More broadly speaking to this Montana legislative session, here is a snapshot of just some of what Rocky Mountain Elk Foundation did for hunters: We testified against the elimination of perpetual conservation easements (SB 209), helped neutralize proposals facilitating the noncompetitive sale of state-owned public land (HB 676), helped expand Fish, Wildlife and Park’s authority to improve, restore and conserve wildlife habitat (HB 932), ensured the vitality of Habitat Montana by opposing proposals to strip away important funding streams (SB 307), advanced fair chase (HB 202/SB 106), promoted prescribed fire as a means of forest management (HB 84) and supported the block management program which benefits hunters (SB 441). 

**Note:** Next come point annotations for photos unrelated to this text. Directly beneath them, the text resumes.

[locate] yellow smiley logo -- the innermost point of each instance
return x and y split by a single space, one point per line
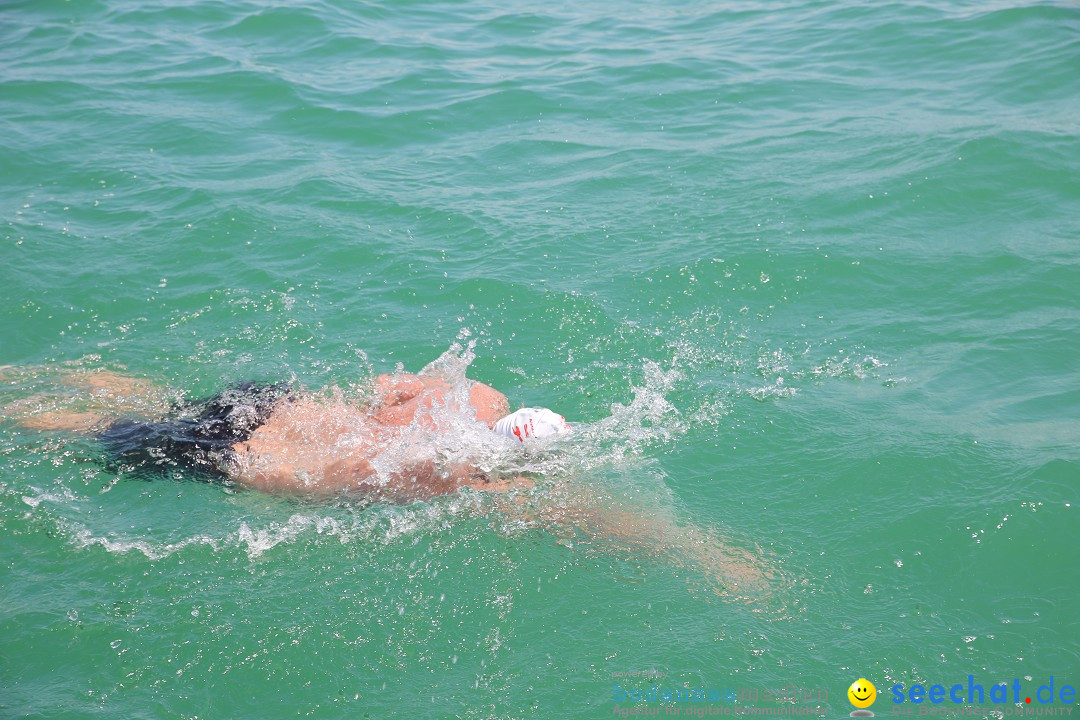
862 693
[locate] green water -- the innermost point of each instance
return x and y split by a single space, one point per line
828 252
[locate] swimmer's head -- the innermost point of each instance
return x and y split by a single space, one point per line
531 423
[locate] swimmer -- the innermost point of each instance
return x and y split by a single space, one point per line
268 437
271 437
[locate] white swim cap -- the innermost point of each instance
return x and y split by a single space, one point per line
531 423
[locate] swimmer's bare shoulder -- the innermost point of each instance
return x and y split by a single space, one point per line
322 446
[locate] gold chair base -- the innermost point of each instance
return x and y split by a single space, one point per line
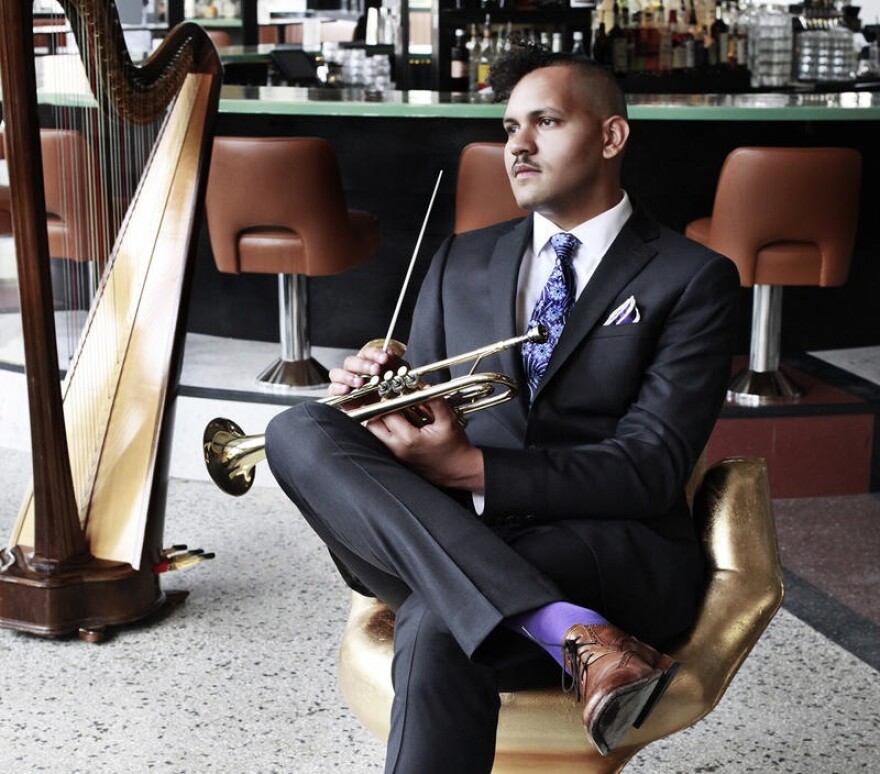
762 388
285 374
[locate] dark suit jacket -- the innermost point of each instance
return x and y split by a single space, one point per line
622 414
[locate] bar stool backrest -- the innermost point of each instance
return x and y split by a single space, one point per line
483 196
287 188
807 197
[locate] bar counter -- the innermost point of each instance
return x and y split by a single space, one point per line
802 106
391 147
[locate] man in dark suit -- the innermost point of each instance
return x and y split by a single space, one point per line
556 523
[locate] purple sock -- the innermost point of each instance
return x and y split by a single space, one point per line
547 625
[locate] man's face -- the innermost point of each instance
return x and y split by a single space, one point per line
558 150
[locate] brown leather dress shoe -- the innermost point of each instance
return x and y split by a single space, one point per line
619 679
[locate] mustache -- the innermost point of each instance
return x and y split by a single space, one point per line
523 160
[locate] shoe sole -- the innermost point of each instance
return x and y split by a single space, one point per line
614 717
655 697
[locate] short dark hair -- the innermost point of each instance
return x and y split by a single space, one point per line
524 57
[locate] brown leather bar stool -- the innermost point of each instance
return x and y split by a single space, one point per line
785 216
275 205
482 194
72 208
542 730
65 168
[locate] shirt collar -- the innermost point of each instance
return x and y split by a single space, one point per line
596 234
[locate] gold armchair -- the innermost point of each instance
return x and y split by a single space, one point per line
541 730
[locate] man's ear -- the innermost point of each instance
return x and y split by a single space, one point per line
615 132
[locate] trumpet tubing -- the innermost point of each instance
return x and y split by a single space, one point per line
231 456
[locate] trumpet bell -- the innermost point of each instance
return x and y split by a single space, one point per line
225 458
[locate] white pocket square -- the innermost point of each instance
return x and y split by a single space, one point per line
626 314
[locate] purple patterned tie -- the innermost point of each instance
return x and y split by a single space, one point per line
552 309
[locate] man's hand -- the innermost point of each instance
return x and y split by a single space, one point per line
438 451
357 369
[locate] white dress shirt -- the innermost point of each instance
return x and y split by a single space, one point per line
595 235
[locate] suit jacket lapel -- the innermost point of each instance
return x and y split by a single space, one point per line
625 258
503 277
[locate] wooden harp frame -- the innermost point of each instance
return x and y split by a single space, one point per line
61 578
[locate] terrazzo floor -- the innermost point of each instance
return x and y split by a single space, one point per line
242 676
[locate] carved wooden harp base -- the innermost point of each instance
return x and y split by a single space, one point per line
86 601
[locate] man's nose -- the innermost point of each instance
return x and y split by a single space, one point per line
520 143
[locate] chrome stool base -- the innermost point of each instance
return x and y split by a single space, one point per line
285 374
762 388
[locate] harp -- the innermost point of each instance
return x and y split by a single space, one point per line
83 550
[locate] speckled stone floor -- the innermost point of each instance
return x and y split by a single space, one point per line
242 676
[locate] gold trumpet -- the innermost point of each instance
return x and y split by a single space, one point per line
231 456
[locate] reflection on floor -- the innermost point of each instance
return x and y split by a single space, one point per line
242 676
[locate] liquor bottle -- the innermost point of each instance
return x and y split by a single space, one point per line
679 55
665 54
459 60
600 45
473 49
617 41
487 55
720 33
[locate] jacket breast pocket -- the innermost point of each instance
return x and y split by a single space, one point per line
627 329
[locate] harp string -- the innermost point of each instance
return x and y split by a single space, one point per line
97 180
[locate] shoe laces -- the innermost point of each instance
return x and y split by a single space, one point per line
574 668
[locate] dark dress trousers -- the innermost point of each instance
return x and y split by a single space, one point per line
584 496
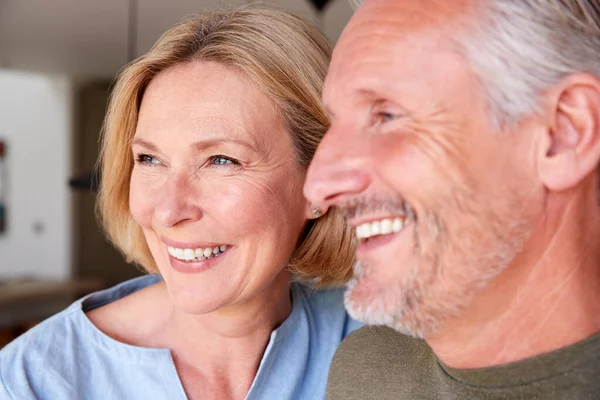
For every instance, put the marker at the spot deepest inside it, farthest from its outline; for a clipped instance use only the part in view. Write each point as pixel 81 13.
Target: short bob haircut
pixel 287 58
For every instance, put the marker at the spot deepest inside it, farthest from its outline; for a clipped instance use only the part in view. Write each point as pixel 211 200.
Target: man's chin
pixel 365 302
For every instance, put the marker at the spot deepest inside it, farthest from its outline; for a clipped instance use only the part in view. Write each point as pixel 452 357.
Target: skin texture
pixel 216 322
pixel 503 219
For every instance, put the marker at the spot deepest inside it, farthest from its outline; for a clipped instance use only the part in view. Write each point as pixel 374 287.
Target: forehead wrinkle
pixel 439 138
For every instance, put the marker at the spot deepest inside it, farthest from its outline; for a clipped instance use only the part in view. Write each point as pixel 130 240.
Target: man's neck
pixel 547 299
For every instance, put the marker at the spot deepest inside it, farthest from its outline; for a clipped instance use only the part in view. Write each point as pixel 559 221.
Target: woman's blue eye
pixel 146 159
pixel 222 160
pixel 386 117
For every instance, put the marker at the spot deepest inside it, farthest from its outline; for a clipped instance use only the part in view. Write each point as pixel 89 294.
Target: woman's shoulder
pixel 325 307
pixel 63 343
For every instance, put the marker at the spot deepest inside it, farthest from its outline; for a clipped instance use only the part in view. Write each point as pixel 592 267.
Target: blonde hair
pixel 287 58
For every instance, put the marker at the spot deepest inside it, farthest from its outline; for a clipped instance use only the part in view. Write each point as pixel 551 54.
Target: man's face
pixel 441 202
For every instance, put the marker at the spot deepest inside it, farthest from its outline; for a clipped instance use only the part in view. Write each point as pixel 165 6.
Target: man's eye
pixel 145 159
pixel 222 160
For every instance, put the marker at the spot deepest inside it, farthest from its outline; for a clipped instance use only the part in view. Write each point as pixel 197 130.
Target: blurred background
pixel 58 59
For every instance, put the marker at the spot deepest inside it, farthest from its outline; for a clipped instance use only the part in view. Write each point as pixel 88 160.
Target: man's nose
pixel 177 201
pixel 338 170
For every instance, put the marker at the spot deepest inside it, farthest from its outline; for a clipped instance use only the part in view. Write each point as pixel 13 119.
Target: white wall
pixel 36 123
pixel 88 39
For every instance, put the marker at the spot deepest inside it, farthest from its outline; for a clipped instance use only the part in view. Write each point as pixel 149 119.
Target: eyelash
pixel 383 117
pixel 143 159
pixel 232 161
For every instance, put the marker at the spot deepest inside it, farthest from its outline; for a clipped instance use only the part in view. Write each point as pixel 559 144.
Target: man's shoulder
pixel 376 357
pixel 377 345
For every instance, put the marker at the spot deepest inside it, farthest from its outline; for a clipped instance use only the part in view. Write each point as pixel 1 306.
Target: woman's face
pixel 216 187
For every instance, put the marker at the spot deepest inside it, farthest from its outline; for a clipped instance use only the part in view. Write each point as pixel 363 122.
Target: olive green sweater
pixel 378 363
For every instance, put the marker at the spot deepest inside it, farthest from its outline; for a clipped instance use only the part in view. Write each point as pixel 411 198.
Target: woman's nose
pixel 338 170
pixel 177 201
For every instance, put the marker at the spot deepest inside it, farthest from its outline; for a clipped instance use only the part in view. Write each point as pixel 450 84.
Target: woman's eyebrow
pixel 200 145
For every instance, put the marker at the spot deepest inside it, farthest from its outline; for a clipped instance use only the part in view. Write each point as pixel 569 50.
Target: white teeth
pixel 199 254
pixel 386 226
pixel 189 254
pixel 381 227
pixel 196 254
pixel 397 225
pixel 375 228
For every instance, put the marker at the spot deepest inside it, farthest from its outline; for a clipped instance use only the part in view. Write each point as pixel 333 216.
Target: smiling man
pixel 464 148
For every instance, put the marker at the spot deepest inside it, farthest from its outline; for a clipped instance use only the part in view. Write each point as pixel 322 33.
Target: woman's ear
pixel 570 150
pixel 314 212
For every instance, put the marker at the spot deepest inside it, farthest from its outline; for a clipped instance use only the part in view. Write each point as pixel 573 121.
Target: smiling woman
pixel 204 154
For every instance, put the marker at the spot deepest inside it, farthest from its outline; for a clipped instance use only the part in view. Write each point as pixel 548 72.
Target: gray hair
pixel 521 48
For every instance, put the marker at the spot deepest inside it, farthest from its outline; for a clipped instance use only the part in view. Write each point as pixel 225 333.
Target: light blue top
pixel 67 357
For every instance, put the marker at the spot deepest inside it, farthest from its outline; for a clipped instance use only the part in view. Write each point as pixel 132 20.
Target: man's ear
pixel 570 150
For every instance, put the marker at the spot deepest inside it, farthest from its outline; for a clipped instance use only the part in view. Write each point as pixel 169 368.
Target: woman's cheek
pixel 141 201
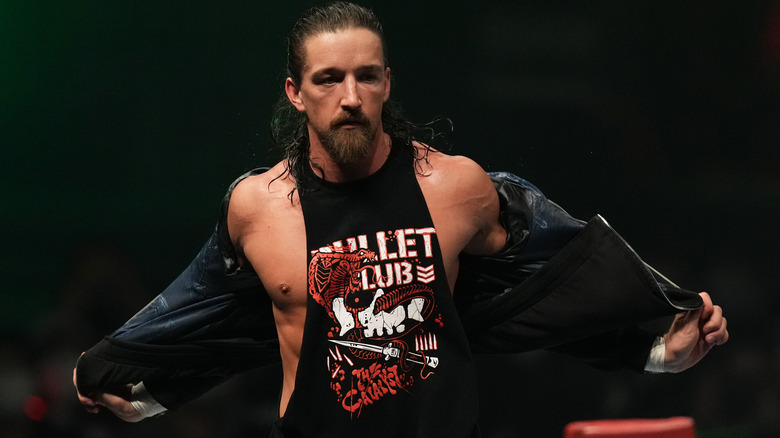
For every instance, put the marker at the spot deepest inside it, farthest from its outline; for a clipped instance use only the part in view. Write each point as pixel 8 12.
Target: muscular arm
pixel 464 206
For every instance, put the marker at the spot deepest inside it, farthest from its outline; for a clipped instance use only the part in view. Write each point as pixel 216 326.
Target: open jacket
pixel 559 283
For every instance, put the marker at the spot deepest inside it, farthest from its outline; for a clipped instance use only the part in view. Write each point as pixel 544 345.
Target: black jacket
pixel 559 283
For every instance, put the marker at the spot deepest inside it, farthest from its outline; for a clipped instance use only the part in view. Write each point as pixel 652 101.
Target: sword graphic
pixel 389 352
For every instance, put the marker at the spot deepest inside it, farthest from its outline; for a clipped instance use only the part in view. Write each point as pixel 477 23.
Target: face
pixel 343 88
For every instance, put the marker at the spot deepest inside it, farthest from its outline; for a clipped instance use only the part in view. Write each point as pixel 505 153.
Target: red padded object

When not in Helena advocating for all hunters before the Legislature, here is a slice of what else Rocky Mountain Elk Foundation (members, volunteers, donors and partners) has done for hunters and conservation in Montana: 1,091 projects completed, 952,622 acres conserved or enhanced, 384,325 acres of opened or improved access and growing every day.  

Rocky Mountain Elk Foundation will continue to do all we can to further our mission of ensuring the future of elk, other wildlife, their habitat and our hunting heritage, and will do so by recognizing, working for and supporting the hunting community — not seeking to splinter it.  

Ryan Bronson is Rocky Mountain Elk Foundation’s director of government affairs.